Chinese tycoon Huang Guangyu released on parole after 10 years in prison

Updated 2020.06.27 22:15 GMT+8

Huang Guangyu, chairman of GOME Electrical Appliances Holding Ltd., attends a news conference in the Hong Kong Special Administrative Region (HKSAR), China, August 17, 2006. /Reuters

The founder of China's once largest consumer electronics retailer, GOME Retail Holdings, was released on parole Wednesday after spending over 10 years in prison, according to a Beijing court.

Huang Guangyu, also former chairman of GOME, was arrested in 2008 and jailed in 2010. His 14-year sentence for illegal business dealings, insider trading and corporate bribery was shortened twice during his days behind bars. He was scheduled to be released in February 2021.
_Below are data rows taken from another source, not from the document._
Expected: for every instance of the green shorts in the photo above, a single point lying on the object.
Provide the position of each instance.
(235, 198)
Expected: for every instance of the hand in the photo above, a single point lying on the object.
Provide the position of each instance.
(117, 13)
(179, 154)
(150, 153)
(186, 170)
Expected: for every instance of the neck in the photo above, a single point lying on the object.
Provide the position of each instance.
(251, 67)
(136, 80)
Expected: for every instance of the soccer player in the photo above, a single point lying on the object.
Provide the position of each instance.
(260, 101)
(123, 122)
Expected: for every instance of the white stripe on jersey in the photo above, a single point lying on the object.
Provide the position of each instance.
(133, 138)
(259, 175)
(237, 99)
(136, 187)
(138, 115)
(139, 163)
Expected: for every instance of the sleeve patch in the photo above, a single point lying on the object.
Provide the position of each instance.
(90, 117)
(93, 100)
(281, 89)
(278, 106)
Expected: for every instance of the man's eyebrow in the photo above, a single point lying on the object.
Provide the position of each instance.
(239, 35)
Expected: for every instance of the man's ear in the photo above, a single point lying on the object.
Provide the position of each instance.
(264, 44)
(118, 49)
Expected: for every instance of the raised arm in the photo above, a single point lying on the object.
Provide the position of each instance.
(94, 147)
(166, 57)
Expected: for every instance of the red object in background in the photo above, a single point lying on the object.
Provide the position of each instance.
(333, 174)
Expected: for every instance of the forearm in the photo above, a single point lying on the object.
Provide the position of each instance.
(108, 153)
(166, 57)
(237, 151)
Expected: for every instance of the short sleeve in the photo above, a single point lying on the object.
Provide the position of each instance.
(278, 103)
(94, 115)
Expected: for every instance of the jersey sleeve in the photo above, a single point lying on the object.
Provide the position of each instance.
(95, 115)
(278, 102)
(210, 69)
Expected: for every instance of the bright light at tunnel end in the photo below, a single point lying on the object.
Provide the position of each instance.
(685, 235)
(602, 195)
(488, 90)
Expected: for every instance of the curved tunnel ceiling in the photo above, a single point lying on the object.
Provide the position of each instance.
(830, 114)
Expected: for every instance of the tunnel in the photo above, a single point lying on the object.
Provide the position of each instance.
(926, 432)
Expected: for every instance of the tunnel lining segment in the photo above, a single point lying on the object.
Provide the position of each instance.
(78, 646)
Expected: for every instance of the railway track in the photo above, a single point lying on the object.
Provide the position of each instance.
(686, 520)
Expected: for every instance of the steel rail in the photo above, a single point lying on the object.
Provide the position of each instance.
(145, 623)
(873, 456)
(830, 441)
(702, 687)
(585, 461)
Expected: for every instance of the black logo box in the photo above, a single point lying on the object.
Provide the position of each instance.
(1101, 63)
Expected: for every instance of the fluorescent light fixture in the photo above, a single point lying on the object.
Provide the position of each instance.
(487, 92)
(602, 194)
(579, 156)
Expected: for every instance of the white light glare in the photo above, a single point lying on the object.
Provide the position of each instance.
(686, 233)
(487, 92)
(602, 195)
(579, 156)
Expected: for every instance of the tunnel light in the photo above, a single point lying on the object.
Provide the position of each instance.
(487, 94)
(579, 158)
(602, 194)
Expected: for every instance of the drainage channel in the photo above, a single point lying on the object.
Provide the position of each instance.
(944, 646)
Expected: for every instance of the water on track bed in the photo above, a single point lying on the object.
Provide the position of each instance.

The Beijing No. 1 Intermediate People's Court on Wednesday decided to release Huang on parole until February 16 next year after receiving an application from the agency responsible for enforcing criminal penalties.

Graphic by CGTN's Feng Yuan

Huang built his China's Best Buy from low-key beginning – a small vendor selling clothes in Beijing with his brother in 1987 when he was only 17 years old. Born and raised in a poor family in south China's Guangdong Province, Huang became China's richest man in 2006 according to Forbes Magazine. In 2008, the year he was detained, Huang ranked as No. 1 for the third time on Hurun's China Rich List, with a net worth of 43 billion yuan (about 6.3 billion U.S. dollars).

But by 2019, he had dropped to rank 280 on Forbes Rich List with an estimated wealth of 9.4 billion yuan, and his family ranked just 149 on Hurun's China Rich List with wealth of 22.5 billion yuan from retail and real estate investments.

As a traditional retail giant, GOME lost its stake at a time when e-commerce had just begun gaining mass popularity. Its revenue and profit witnessed a free fall starting 2016.

Graphic by CGTN's Chen Yuyang

The group has been accelerating its movement in online shopping. Earlier this year, GOME joined hands with two leading Chinese e-commerce platforms, JD.com and Pinduoduo, which grew fast in online retail during Huang's prison years, raising investments from the new partners by issuing convertible bonds.

As the news of Huang's release broke on Wednesday, shares of Hong Kong-listed GOME Retail surged by 17.4 percent. GOME's subsidiary and other firms related to Huang's businesses also saw a dramatic jump in their stocks.